Other officials said the missile was fired Monday by a Predator unmanned aircraft operated by the Central Intelligence Agency. Among the factors that led U.S. officials to believe the targets were al-Qaida members was their Arab-style dress, the officials said.
In eastern Afghanistan, Wazir Khan, a brother of regional warlord Bacha Khan, said seven people were killed in the attack, but that bin Laden ``is not among those people.''
Franks was asked about the attack in an encounter with reporters after he testified before the Senate Armed Services Committee on the status of the war in Afghanistan. Reporters also asked Franks whether he had considered the possibility of putting missiles on the Global Hawk, a high-altitude unmanned aircraft.

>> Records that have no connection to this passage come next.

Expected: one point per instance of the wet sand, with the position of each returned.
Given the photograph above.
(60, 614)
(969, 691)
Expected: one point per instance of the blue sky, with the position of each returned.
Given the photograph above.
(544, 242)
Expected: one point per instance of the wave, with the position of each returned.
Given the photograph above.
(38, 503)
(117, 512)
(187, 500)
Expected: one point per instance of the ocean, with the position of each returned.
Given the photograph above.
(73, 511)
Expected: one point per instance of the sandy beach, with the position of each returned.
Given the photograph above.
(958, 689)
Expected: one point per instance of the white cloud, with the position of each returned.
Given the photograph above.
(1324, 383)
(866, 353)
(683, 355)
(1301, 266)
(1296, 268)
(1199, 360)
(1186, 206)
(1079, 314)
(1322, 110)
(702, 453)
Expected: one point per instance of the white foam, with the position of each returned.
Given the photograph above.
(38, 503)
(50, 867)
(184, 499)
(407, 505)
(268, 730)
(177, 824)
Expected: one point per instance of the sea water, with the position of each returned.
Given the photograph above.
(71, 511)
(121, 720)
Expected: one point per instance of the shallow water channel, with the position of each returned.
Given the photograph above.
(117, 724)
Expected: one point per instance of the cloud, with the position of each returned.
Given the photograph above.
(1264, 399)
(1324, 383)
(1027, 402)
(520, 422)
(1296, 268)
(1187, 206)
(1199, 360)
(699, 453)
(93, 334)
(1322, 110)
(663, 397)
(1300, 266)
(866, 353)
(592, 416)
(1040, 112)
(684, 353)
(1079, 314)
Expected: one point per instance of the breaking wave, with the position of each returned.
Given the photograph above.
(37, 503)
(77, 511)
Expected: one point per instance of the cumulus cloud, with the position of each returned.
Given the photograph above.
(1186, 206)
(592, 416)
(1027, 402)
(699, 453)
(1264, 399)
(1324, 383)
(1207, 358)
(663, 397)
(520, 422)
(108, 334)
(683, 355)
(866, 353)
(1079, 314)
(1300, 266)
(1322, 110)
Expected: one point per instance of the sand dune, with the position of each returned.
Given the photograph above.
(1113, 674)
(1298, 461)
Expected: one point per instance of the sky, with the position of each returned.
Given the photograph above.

Franks said he had not considered that, but he offered praise for the usefulness of the smaller Predator.
``The work that's been done with Predator is really, really good work, and I think we've all seen that,'' he said. ``And I think the insights that we have gained from this operation may well inform a variety of unmanned systems.''
The general also said the United States continues to believe it struck a legitimate target in an attack on a convoy of vehicles outside the town of Khost on Dec. 20, which killed 12 people. Hamid Karzai, the interim Afghan leader, has said the attack may have been a mistake and that U.S. commanders were misled by a local warlord into thinking the vehicle contained members of the Taliban militia.

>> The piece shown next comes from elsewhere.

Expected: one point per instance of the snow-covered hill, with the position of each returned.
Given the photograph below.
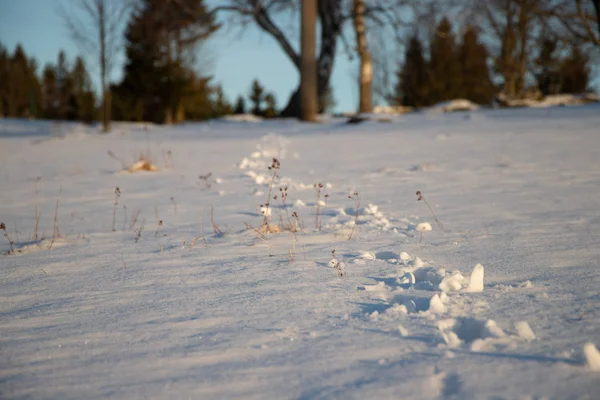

``I remain convinced that there were people in that convoy that were precisely the people we wanted to strike,'' Franks said.

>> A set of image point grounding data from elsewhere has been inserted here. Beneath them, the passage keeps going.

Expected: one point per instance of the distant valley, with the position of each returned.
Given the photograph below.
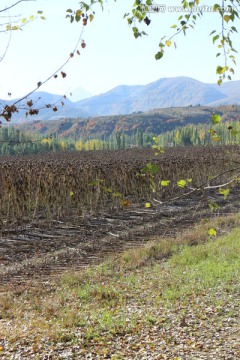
(155, 121)
(125, 99)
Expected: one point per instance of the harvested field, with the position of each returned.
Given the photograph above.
(68, 210)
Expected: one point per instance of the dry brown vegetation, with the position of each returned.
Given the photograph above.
(52, 187)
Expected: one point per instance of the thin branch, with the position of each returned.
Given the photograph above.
(13, 5)
(7, 47)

In his Senate testimony, Franks said the U.S. military will play a role in creating an Afghan national army, but that does not mean American troops will become part of an international peacekeeping force there.
``We intend to help them form an Afghan national army. There is no question about that,'' Franks said.
Specifics on how U.S. forces will carry out that effort remain under discussion, Franks said.
Franks said he will not recommend to President Bush that U.S. military operations in Afghanistan be phased out ``as long as there is a credible threat from puddles or pockets of al-Qaida or residual hard-core Taliban'' forces.
A senior Pentagon official, meanwhile, provided the most detailed breakdown so far of the nationalities among the Taliban and al-Qaida prisoners held at the U.S. Navy base at Guantanamo Bay, Cuba.
A new group of 28 arrived at Guantanamo Bay on Thursday, raising the total prisoner population to 186. Excluding the newly arrived 28, the population included about 50 Saudis, about 30 Yemenis, about 25 Pakistanis, eight Algerians, three Britons and small numbers from Egypt, Australia, France, Russia, Belgium, Sweden and other countries, the official said, speaking on condition of anonymity. All or nearly all of those are believed to be al-Qaida fighters, as opposed to Taliban militia.
There also are 12 Afghan nationals among the prisoners, all of which are believed to be Taliban members. Among these is Mullah Fazel Mazloom, the Taliban army chief.